Osmanlı/Türk kültüründe müzikle uğraşan kişi (“uğraşan” kelimesi belki en doğru tabir. Çünkü Batılı anlamda para karşılığı profesyonel olarak müzikle ilgilenme meselesi bizde çok sonraları ortaya çıkan bir durum. Hatta Beşir Ayvazoğlu “Neyin Sırrı” kitabının 47. sayfasında, önünde diz kırılıp meşk edilen hocalar için “Bildiklerini öğretirken maddi hiçbir karşılık beklemezler; bekledikleri sadece samimiyet, kabiliyet ve öğrenmek aşkıdır” der) ile bu sanatsal pratiğe ev sahipliği yapan mekanlar arasındaki ilişkiyi karşılayan “himaye” biçiminin nasıl şekillendiği konusunu merkez alan kitabın daha başında Halil İnalcık’ın alanında ilk eser olan “Şair ve Patron”unun anılması önemli. Şairlerin yazdıkları metinler karşılığında iktidarı temsil eden padişahlarla geliştirdikleri himaye biçimini anlatarak üzeri sislerle kaplı bir öyküyü günümüze getirmesi nasıl bir işlev görüyorsa, Benlioğlu’nun çalışması da benzer bir boşluğu doldurmak açısından başvuru kaynağı olarak ele alınabilecek bir toplam sunuyor ilgilisine.
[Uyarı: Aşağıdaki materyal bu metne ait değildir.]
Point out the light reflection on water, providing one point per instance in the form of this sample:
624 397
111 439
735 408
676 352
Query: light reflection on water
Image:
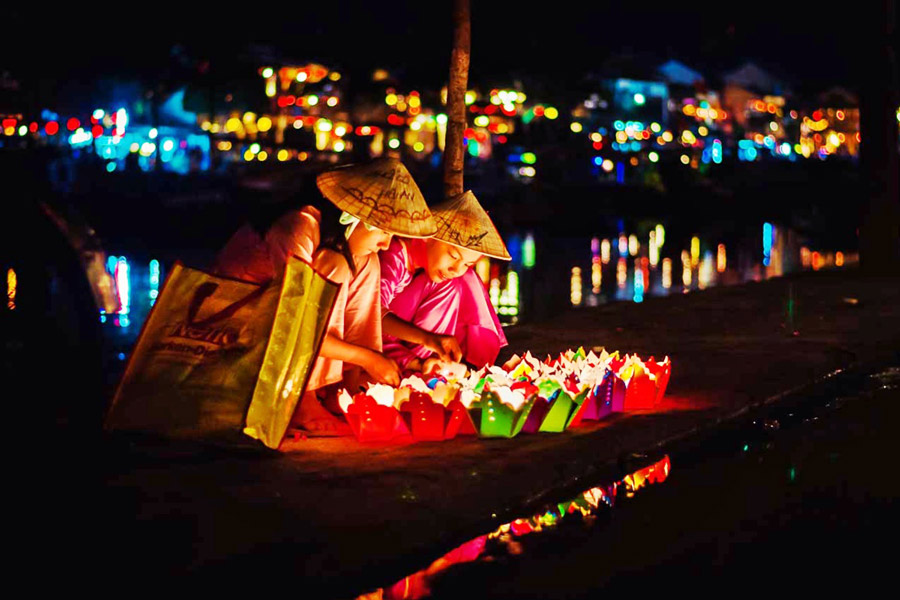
622 267
704 263
586 505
“Saray ve Musıki” adlı eserde aktarılan bilgilere göre Doğu sarayları arasında bile müzisyen ile iktidar arasındaki patronaj ilişkisinin zaman zaman temel farklılıklar göstermesi de oldukça ilginç. Mesela ilk dönem İslam saraylarında müzisyenlerin hamilerine bağlılıklarını ifade eden methiyeler barındıran şarkılar yaptıkları ve bunun fazlaca bir repertuvar tuttuğunu, ancak Osmanlı/Türk saraylarında bu tür pragmatik yaklaşımlara rastlanmadığını belirtiyor yazar. Ve şöyle bir çözümleme yaparak devam ediyor: “Bu durumun başlıca sebebi olarak bestecilerin iktidarla kurdukları ilişkinin ancak methiyelerle canlı tutulabilecek kadar basit ve tek yönlü olmaması gösterilebilir. Genelde müzik dışı bir meslekle hayatını temin eden, şehirli kimliğiyle saraya bağımlı olarak yaşamak mecburiyetinde olmayan Osmanlı bestekarı için sanatını maddi kaygılarla saraya adamak, hem gereksiz hem de niteliksiz bir durumdu”(s.221). Osmanlı/Türk müziği birikiminin iktidarı temsil eden saraya bağımlı olarak yapılanmadığının ve şehirli bir müzik geleneğini taşıdığının en önemli delili hiç kuşkusuz Benlioğlu’nun da kitabında bahsettiği gibi müziğe ilgi göstermeyen ve saraydan çıkaran padişahların (III.Osman dönemi-1754-1757) varlığı karşısında bile bu geleneğin öğretimi, üretimi ve icrası konusunda tarihsel bir kesintinin vuku bulmamasıdır. Müziği geçim kaynağının çok daha ötesinde aşkın anlamlar üzerinden alımlayan bir sanatsal ahlak anlayışının pedagojisinden geçen ve hayatlarını idame ettirecek başka meslekleri bulunan müzisyenler için sarayın nadiren de olsa bu dışlama tavrı karşısında müzikal sürecin herhangi bir akamete uğramamasını sağlayan en önemli zemin hiç kuşkusuz Osmanlı/Türk müziğinin bir şehir müziği olması ve şehrin farklı katmanlarında resmi patronaj ilişkisine ihtiyaç duymayacak iç devinimini üretebilmesinin altını kitapta bolca çiziyor Benlioğlu.